Just one

Life is full of phases. Easy segmentation comes in the form of school graduations and new jobs. These moments force us out of our houses and friend circles and introduce us to entirely new groups of people. Colleagues become friends, and fellow students drift away into Facebook birthday reminders. Some times they, or we, resurface a decade later, in a different town. Usually not. And when the new job ends we leave behind most of our colleagues, save for one or two we still see outside of any office, in circumstances far divorced from the workplace that first introduced us.

Life is fully of these changes, more for some people than for others. Depending on how often we move, how many jobs we have, and how many schools we attend the number of groups we’re part of varies. The kind of interactions, though, are stable. Out of each group there will be people we connect with, people we want to hold on to when the binding circumstance drifts away.

Living in upstate New York, at Vassar, and then in Tokyo and Shanghai, my groups are varied, distant, and rarely overlap.
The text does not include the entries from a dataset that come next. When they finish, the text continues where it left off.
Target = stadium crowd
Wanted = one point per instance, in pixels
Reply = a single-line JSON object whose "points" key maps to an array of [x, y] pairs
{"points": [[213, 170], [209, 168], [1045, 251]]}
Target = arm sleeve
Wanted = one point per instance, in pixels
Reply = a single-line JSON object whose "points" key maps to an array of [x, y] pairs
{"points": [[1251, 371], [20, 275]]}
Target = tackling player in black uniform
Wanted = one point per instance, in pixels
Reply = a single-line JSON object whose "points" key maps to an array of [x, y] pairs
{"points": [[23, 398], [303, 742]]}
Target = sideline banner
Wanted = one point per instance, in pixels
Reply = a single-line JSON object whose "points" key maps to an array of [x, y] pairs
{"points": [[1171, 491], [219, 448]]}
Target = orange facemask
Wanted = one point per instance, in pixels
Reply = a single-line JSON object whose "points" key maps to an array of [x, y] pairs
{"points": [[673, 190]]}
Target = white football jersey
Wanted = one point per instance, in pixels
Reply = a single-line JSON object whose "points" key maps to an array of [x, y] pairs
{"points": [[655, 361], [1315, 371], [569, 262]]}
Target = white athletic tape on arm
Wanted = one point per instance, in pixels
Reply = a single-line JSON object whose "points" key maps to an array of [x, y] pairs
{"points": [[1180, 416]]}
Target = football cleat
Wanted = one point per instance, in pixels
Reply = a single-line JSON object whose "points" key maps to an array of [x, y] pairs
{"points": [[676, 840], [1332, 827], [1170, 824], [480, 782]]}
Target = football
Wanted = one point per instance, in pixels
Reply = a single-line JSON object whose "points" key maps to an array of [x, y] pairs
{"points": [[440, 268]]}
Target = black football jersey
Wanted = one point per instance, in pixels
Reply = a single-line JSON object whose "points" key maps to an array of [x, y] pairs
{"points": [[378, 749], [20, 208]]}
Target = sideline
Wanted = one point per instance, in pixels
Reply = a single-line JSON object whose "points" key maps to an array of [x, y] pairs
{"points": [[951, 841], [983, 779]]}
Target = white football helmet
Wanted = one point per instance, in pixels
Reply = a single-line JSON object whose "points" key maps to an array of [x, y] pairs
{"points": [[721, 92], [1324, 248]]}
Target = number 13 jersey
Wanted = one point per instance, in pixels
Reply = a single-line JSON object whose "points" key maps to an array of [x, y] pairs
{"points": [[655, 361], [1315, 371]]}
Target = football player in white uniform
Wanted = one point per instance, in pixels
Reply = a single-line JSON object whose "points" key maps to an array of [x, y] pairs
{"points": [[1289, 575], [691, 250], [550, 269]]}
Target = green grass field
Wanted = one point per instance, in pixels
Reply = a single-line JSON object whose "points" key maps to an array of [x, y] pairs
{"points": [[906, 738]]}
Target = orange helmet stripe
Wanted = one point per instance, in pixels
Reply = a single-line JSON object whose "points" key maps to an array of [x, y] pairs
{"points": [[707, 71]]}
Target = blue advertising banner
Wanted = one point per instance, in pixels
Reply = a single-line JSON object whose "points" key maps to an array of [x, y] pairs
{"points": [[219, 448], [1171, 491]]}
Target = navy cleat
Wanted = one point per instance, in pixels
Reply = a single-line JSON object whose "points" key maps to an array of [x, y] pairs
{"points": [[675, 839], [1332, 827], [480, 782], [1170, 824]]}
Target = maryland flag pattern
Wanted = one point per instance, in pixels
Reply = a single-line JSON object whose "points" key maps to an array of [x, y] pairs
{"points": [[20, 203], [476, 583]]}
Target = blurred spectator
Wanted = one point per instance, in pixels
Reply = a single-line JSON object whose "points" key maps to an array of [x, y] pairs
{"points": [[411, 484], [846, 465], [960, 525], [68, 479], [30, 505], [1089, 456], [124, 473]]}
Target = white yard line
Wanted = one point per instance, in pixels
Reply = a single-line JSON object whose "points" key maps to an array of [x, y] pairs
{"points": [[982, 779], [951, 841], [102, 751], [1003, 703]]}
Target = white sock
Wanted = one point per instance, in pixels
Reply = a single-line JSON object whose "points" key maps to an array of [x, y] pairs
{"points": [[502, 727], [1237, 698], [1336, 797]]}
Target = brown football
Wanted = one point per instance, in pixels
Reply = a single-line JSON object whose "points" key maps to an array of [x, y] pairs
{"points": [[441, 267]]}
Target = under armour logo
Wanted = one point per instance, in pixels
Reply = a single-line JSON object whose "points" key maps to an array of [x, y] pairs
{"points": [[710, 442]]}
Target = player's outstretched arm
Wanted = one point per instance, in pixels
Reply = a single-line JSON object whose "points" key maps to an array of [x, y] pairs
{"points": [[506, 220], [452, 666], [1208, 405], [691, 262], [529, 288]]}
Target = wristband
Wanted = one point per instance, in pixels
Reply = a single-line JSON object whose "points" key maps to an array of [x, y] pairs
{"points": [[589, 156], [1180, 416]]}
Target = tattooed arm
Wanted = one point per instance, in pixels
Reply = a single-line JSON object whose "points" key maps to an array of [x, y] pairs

I’m lucky to have even one friend that shares multiple locations, let alone three. Most of my friends come from one of the many jobs, one of the many frisbee teams, one of the handful of cities. People I met while working at a delivery company in Shanghai, or a teaching job in Tokyo. Like most, I have friends from middle school, high school, or college. And now, on the west coast, I know people from a couple of jobs well enough to invite them over. At least one from each.

For those of us that move frequently, that have homes in different countries, friends in different cities, that’s a good place to start: one from each. Writing letters to Seth in Singapore last week I realized how special it is, to have him remember my apartment in Tokyo, to have him know my first apartment in Shanghai, and the grass of Vassar’s quad. There are several people who I can share each set of memories with, but only one who knows all three.

Standing last night in a yard in the Oakland hills with a friend from a job in the US, meeting his wife, brother, and father for the first time, I realized he’s one of a few, of very few, that I will stay connected with from those three years driving to Petaluma every day. There are others, scattered all over the globe, people I remember and will connect with when able. But few of them will invite me over, few will I meet up with in Shanghai late on a Saturday evening when all our work is done.

One is enough, sometimes. Given how much I like change, adding someone at each stop is a good pace. Sometimes I am lucky, and a frisbee team gives me a plethora. But it’s good to find someone from each part of life, to help with my memories, and to prove that we built something over all those days together.